HiRDB Datareplicator Version 8 Description, User's Guide and Operator's Guide
This section explains how to design for the character code sets that are to be supported.
The following types of character code sets can be used by the source and target databases:
If the source and target databases do not use the same character code set, Datareplicator converts character codes in accordance with a provided definition. If the source and target databases use the same character code set, there is no need to convert character codes.
The target Datareplicator executes character code conversion in accordance with the correspondence between the character code sets at the source and target databases. You use the dblocale operand in the import system definition to specify the target database's character code set.
If the source database is a mainframe database, use the ebcdic_type operand in the import environment definition to specify the type of EBCDIK/KEIS character code set for the source database. The following table shows the correspondence of character code sets between the source and target databases.
Table 4-15 Correspondence of character code sets between the source and target databases
| Source database's character code set | Target database's character code set | ||||
|---|---|---|---|---|---|
| EBCDIK/KEIS#1 | EBCDIK | JIS8/Shift JIS | EUC#2 | UTF-8 | |
| EBCDIK/KEIS#1 | -- | -- | Y | Y | Y |
| EBCDIK | -- | -- | Y | -- | -- |
| JIS8/Shift JIS | Y | Y | -- | Y | Y |
| EUC#2 | Y | -- | Y | -- | Y |
| UTF-8 | Y | -- | Y | Y | -- |
Y: The character code set used in the source database can be converted to the character code set used in the target database.
--: There is no need to convert the character code set.
Datareplicator uses the following character code conversion rules:
Datareplicator converts a single-byte code to the corresponding Shift JIS character code.
Datareplicator uses the provided mapping table for converting character codes to convert double-byte Gaiji codes. If a Gaiji character is not defined or no mapping table for converting character codes has been provided, Datareplicator converts the Gaiji code to a space character according to the value of the undefcode_cnv operand specified in the import environment definition.
Datareplicator converts the space character in shift code. The following table shows the conversion rules for the space character (from EBCDIK/KEIS to JIS8/Shift JIS).
Table 4-16 Conversion rules for the space character (from EBCDIK/KEIS to JIS8/Shift JIS)
| EBCDIK/KEIS character code | JIS8/Shift JIS character code |
|---|---|
| Double-byte space character (A1A1)16 |
Double-byte space character (8140)16 |
| Two consecutive single-byte space characters (40)16(40)16 |
Converted to one double-byte space character or two consecutive single-byte space characters, depending on the shiftspace_cnv operand value specified in the import environment definition |
| Single-byte space character (40)16 |
Single-byte space character (20)16 |
Datareplicator assigns the last 8,836 characters in the 9,024-character Gaiji area as the Gaiji area for EUC character codes for conversion purposes.
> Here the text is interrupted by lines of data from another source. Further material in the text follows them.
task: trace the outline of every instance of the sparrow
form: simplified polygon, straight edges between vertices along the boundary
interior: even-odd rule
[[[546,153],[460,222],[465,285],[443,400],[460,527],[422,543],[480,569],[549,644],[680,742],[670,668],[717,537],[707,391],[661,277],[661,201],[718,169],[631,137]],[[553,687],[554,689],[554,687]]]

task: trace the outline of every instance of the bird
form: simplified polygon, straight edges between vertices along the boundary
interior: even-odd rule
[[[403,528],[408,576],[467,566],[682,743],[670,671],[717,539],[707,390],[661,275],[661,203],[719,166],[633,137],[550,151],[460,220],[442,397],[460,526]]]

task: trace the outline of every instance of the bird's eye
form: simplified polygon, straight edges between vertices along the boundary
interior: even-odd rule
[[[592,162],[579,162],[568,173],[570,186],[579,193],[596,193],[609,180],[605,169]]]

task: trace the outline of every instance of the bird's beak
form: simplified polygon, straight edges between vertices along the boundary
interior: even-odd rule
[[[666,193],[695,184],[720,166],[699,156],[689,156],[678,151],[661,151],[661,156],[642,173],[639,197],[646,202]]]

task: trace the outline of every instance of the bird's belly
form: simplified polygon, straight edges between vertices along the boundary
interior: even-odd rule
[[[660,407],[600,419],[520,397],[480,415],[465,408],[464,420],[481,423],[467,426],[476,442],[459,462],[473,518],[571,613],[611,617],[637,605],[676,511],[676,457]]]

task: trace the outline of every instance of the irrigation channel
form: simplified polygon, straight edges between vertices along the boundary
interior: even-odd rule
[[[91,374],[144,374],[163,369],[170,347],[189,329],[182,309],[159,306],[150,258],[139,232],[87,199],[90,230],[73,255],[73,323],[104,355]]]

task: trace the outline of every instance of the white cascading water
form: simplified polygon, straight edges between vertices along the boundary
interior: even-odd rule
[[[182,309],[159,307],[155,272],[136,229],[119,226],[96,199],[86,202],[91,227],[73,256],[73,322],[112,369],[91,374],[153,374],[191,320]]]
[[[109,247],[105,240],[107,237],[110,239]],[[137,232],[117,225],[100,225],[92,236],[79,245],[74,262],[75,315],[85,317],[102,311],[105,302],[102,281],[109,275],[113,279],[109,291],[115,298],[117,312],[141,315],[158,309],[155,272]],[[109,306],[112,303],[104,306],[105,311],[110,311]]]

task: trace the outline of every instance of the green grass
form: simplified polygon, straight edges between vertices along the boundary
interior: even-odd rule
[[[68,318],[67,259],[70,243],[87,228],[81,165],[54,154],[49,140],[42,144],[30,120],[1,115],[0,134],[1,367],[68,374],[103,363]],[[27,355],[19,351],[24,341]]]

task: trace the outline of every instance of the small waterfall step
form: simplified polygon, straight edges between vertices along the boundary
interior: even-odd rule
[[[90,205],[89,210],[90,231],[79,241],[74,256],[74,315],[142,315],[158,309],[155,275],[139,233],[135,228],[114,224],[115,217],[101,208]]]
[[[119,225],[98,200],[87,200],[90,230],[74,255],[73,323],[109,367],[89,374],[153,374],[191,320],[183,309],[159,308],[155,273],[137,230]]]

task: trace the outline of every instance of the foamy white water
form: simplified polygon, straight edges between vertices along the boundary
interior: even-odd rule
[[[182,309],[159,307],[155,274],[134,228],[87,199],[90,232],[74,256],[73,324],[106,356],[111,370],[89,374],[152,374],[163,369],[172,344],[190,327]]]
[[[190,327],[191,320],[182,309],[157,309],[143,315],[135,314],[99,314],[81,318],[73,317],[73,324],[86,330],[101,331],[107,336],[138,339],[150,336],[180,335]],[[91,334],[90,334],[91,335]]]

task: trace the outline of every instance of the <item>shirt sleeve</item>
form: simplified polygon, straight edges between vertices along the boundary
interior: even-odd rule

Datareplicator converts any other code in accordance with the user-created mapping table for converting character codes. If a Gaiji character is not defined or no mapping table for converting character codes has been provided, Datareplicator converts the Gaiji code to a space character according to the value of the undefcode_cnv operand specified in the import environment definition.
Note that code set 3 might result in an error when an SQL statement is issued.
Datareplicator converts the space character. The following table shows the conversion rules for the space character (from EBCDIK/KEIS to EUC).
Table 4-17 Conversion rules for the space character (from EBCDIK/KEIS to EUC)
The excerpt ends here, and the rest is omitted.